Another advantage of the invention is that it can be used to substantially reduce this overhead in document indexing by identifying the words that are important to the content of the document and generating an index containing this subset of words. This not only saves disk space but also processing time, since the search operations can be performed on a much smaller index. The invention generates a list of topic words from text, each of which is informative about the content of the text, and it excludes words from text that do not convey much information. Using linguistic information to perform this task provides several principled ways of distinguishing words with high information content from words with low information content.
Another advantage is that the invention helps eliminate additional redundancy in an index of concepts found within text by identifying words that are related by inflection or derivation (e.g., "category" and "categories," "subject," "subjects," and "subjectness"). Instead of representing each instance of a word that differs slightly from previous instances, a base of the word is stored and used to represent all forms that can be derived from it. Thus, for example, "category" may be stored once in the list and it can represent "category," "categories," and even "categorical." This greatly reduces the storage required for indexes to text.

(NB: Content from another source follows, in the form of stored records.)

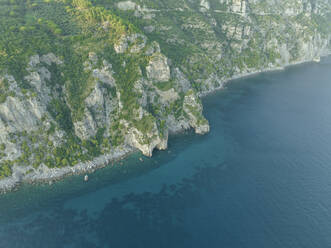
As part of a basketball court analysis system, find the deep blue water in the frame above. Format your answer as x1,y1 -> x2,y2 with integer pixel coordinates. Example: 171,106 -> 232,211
0,59 -> 331,248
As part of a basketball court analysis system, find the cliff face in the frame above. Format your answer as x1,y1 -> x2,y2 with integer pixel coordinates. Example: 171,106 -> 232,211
0,0 -> 331,182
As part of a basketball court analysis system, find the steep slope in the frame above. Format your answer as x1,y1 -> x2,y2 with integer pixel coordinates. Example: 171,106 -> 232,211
0,0 -> 331,186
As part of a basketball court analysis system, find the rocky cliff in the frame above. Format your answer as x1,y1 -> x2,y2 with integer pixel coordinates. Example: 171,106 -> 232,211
0,0 -> 331,186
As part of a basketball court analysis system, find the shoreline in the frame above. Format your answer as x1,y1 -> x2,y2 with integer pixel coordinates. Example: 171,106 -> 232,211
0,52 -> 331,194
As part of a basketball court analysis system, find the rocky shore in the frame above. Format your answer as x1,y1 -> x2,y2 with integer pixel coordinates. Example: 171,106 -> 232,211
0,54 -> 330,193
0,146 -> 135,193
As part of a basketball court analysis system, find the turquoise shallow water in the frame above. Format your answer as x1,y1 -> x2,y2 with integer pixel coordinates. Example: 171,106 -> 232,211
0,59 -> 331,248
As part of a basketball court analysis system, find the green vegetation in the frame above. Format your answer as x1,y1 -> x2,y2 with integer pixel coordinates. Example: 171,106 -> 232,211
0,0 -> 331,179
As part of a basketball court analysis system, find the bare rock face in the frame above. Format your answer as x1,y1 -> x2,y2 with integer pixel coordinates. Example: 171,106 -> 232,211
0,96 -> 46,132
114,34 -> 147,53
126,121 -> 168,157
146,53 -> 170,82
117,1 -> 137,11
74,109 -> 97,140
184,90 -> 210,134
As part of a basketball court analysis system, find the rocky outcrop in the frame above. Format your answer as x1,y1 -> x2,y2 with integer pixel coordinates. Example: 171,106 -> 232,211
0,0 -> 331,191
146,53 -> 170,82
183,90 -> 210,134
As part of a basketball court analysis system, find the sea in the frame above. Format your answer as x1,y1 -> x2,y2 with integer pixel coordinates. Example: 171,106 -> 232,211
0,58 -> 331,248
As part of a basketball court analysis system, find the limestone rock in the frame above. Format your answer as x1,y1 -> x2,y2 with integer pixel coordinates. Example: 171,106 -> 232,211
146,53 -> 170,82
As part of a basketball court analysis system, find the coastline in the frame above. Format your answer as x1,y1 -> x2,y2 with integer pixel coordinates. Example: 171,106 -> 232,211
0,52 -> 331,194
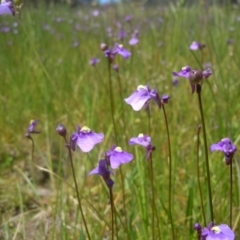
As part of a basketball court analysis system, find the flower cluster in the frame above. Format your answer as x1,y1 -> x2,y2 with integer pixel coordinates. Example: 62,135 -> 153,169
25,120 -> 40,139
125,85 -> 170,111
194,222 -> 235,240
172,66 -> 212,93
101,43 -> 131,63
211,138 -> 237,165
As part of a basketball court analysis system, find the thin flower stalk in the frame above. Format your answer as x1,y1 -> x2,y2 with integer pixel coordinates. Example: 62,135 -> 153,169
162,104 -> 175,239
196,84 -> 214,223
56,124 -> 91,240
197,126 -> 207,226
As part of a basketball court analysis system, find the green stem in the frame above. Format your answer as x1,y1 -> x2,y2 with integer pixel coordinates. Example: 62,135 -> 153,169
108,60 -> 118,144
162,104 -> 175,239
229,161 -> 232,228
108,59 -> 130,240
197,85 -> 214,224
109,188 -> 117,240
64,137 -> 91,240
149,157 -> 155,239
197,126 -> 207,226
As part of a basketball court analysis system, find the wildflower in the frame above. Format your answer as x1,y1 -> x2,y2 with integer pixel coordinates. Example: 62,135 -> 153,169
56,123 -> 67,138
70,126 -> 104,152
101,44 -> 131,63
194,222 -> 235,240
125,85 -> 161,111
128,133 -> 156,160
125,15 -> 133,22
128,30 -> 139,45
172,66 -> 212,92
28,120 -> 40,134
88,159 -> 114,188
0,1 -> 15,16
118,30 -> 127,40
172,78 -> 179,87
189,41 -> 206,51
161,94 -> 170,104
89,57 -> 100,66
211,138 -> 237,165
106,146 -> 133,169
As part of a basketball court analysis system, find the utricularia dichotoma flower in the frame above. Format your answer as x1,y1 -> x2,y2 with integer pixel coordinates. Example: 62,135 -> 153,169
101,43 -> 131,63
128,133 -> 155,160
105,146 -> 133,169
70,126 -> 104,152
189,41 -> 206,51
125,85 -> 161,111
25,120 -> 40,138
194,223 -> 235,240
0,1 -> 15,16
172,66 -> 212,92
88,159 -> 114,188
210,138 -> 237,165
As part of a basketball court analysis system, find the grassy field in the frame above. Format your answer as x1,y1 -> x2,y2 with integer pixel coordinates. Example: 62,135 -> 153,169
0,0 -> 240,240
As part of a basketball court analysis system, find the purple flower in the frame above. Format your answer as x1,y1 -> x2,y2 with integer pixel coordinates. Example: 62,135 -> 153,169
172,78 -> 179,87
210,138 -> 237,165
162,94 -> 170,103
173,66 -> 191,78
124,85 -> 161,111
106,146 -> 133,169
70,126 -> 104,152
172,66 -> 212,93
189,41 -> 205,51
0,1 -> 15,16
89,57 -> 100,66
128,133 -> 155,160
128,36 -> 139,46
195,223 -> 235,240
104,44 -> 131,63
88,159 -> 114,188
125,15 -> 133,22
28,120 -> 40,134
118,30 -> 127,40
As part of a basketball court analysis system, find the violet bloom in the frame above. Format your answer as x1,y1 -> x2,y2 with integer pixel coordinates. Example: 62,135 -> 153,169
28,120 -> 40,134
198,223 -> 235,240
0,1 -> 15,16
128,30 -> 139,46
128,133 -> 156,160
25,120 -> 40,139
89,57 -> 100,66
70,126 -> 104,152
124,85 -> 161,111
106,146 -> 133,169
189,41 -> 205,51
102,44 -> 131,63
210,138 -> 237,165
88,159 -> 114,188
172,66 -> 212,93
118,30 -> 127,40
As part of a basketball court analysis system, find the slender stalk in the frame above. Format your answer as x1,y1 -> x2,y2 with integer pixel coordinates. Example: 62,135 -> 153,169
109,188 -> 114,240
229,161 -> 233,228
197,84 -> 214,224
197,126 -> 207,226
162,104 -> 175,239
64,137 -> 91,240
149,157 -> 155,239
108,60 -> 118,144
147,108 -> 161,239
108,59 -> 130,240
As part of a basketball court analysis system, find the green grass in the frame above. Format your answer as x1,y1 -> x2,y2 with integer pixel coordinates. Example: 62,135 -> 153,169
0,1 -> 240,240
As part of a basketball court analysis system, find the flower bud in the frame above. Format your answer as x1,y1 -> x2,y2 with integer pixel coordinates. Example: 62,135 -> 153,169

The filtering procedures described in this application were applied to a number of text samples for evaluation, including a 153-word paragraph from a linguistics article, a 447-word financial memo, and a page from a functional specification containing 550 words. The resulting lists for these three contained 23%, 25%, and 17% of the words in the original text, respectively. The results obtained by testing other text samples were consistent with these numbers. The filtering mechanisms of the invention can identify 75% to 80% of the text as irrelevant to the topic of the text.
Other advantages and features will become apparent from the following description of the preferred embodiment and from the claims.
DESCRIPTION OF THE PREFERRED EMBODIMENT
FIG. 1 is a block diagram showing a morphological analyzer and a lexicon.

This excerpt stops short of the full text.